Si jugar a ser un duendecillo hacker no te atraía, siempre podías comprar la segunda mejor opción: la mascota virtual Furby. El Furby, muy popular a finales de los años 90 y principios de los 2000, con un diseño sorprendentemente similar al insoportablemente tierno personaje Gizmo de la película de 1984, fue programado para evolucionar su habla del galimatías furbish al inglés descifrable. Los rasgos de duendecillo del Furby y sus molestos arrullos y chirridos lo sometieron inmediatamente a especulaciones inverosímiles sobre su capacidad, por ejemplo, para destruir equipos médicos y enseñar a los niños a decir palabrotas y actuar como espías. De hecho, en 1999, CBS News informó sobre las preocupaciones dentro de la NSA de que los Furbies pudieran interferir con los instrumentos de un avión, tal como lo hicieron sus antepasados duendes.

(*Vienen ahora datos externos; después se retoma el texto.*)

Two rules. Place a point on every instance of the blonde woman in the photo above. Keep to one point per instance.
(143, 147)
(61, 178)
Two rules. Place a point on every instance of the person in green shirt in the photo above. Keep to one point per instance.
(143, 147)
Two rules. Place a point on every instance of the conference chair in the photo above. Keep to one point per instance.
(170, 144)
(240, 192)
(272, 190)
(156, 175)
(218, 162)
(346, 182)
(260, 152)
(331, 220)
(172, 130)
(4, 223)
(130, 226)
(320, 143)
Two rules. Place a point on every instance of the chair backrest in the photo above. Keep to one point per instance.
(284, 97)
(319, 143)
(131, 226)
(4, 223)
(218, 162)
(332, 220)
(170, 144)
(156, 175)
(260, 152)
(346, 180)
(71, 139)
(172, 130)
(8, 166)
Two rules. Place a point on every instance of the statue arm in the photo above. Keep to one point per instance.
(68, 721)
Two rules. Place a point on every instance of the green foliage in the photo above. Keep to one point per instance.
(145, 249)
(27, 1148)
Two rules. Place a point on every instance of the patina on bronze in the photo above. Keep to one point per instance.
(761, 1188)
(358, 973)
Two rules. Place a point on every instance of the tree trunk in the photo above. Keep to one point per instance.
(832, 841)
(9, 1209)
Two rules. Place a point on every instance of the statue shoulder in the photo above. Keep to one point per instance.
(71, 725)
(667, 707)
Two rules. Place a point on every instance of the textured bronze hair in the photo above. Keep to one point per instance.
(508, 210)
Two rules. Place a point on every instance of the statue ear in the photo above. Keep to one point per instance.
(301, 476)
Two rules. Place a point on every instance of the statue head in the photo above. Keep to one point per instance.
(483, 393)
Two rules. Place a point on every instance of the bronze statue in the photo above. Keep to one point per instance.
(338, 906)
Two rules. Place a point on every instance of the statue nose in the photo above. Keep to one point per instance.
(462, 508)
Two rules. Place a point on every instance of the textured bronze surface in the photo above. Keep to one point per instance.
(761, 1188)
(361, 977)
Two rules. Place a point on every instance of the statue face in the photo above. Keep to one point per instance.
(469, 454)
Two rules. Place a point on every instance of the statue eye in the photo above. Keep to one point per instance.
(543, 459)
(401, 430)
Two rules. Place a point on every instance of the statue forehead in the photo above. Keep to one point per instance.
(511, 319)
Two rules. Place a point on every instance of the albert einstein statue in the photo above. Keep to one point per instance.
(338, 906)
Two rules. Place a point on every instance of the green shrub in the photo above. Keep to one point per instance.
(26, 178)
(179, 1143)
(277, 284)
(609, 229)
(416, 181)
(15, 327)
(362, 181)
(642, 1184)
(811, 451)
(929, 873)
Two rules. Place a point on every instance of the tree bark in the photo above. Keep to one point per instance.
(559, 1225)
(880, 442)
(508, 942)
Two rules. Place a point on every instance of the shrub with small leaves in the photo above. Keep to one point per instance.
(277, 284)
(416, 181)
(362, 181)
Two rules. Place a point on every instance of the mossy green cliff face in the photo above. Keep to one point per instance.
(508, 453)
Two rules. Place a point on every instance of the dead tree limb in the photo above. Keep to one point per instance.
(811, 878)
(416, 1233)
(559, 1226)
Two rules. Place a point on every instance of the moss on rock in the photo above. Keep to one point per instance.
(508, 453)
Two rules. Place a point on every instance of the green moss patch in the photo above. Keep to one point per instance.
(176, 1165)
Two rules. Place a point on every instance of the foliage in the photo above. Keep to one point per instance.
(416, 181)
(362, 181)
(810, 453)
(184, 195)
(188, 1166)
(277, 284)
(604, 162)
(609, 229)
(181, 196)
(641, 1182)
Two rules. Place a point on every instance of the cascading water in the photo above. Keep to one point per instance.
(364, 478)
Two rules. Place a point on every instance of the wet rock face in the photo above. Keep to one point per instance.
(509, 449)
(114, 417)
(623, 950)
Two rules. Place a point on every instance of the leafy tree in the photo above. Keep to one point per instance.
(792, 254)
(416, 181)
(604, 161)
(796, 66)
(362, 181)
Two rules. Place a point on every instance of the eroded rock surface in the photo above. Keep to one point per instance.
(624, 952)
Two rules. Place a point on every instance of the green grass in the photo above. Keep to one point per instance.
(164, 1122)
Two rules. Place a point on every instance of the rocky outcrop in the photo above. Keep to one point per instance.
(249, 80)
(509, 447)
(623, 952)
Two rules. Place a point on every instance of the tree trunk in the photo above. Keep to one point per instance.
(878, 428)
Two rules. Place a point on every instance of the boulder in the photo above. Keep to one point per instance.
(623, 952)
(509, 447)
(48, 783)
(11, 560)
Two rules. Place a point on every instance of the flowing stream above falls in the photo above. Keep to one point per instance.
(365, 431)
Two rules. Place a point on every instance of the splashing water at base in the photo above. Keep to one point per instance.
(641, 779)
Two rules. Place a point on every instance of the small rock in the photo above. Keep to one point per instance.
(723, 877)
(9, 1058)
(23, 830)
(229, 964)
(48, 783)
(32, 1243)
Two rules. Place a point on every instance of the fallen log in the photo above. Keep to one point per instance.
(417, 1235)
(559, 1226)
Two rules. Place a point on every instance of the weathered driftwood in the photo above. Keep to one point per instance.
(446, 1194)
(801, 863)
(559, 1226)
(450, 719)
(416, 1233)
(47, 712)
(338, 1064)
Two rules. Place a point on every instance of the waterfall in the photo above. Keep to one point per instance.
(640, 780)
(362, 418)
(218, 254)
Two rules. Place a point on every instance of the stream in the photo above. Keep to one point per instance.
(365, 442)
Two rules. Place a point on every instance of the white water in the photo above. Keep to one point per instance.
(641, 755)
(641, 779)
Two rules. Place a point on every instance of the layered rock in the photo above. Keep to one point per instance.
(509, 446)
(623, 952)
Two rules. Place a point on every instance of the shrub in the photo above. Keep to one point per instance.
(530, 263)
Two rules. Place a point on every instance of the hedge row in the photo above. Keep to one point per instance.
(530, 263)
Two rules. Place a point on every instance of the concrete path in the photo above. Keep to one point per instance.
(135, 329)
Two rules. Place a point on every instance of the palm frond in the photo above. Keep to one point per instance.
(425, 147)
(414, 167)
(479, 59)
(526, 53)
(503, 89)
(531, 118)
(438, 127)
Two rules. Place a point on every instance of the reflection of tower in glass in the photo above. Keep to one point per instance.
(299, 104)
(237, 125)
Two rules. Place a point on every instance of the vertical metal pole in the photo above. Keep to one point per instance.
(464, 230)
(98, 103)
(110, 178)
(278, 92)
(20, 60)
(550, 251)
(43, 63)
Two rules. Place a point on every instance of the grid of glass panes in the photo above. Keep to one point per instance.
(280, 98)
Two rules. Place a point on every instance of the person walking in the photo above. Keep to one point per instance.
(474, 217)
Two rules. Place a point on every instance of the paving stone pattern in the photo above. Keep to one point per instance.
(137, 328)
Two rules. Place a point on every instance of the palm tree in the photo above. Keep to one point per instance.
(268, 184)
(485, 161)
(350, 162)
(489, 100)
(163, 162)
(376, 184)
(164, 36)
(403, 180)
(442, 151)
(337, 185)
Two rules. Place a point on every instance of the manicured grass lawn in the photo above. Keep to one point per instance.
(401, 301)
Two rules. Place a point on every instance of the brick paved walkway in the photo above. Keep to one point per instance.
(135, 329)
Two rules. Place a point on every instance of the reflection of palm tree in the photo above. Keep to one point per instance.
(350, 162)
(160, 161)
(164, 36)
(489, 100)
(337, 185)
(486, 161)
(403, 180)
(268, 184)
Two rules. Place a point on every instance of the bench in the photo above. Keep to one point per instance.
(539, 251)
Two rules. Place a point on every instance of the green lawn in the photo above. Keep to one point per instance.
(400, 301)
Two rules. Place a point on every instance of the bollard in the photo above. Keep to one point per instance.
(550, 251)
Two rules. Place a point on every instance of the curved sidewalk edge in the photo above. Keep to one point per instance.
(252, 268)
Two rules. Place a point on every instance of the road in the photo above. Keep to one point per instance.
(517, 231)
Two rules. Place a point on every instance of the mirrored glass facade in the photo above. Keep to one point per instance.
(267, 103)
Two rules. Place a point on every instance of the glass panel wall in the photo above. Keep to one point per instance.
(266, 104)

La ingeniería de vida inteligente utilizando sustancias inertes, como observa William Hasselberger, ha existido desde hace mucho tiempo en nuestra imaginación. Tomemos, por ejemplo, el gólem del folclore judío, un ser sintiente formado a partir de arcilla y barro, y el Frankenstein de Mary Shelley, cuyo protagonista está formado por partes de cuerpos muertos y creado en medio de la revolución industrial, justo cuando las máquinas empezaron a dominar las vidas humanas. La antropomorfización de las maravillas tecnológicas para hacer frente a la brecha cada vez mayor entre la autonomía humana y las máquinas autómatas no ha hecho más que continuar desde los días de los pilotos supersticiosos. Ya se les llame bichos, gusanos, demonios o duendes, estas plagas impredecibles de las máquinas nos recuerdan no sólo nuestra falibilidad, sino también nuestra arrogancia. Como advertía el misterioso tendero en la película de 1984: “Haces con los mogwai lo que tu sociedad ha hecho con todos los dones de la naturaleza. No lo entiendes. No estás preparado”.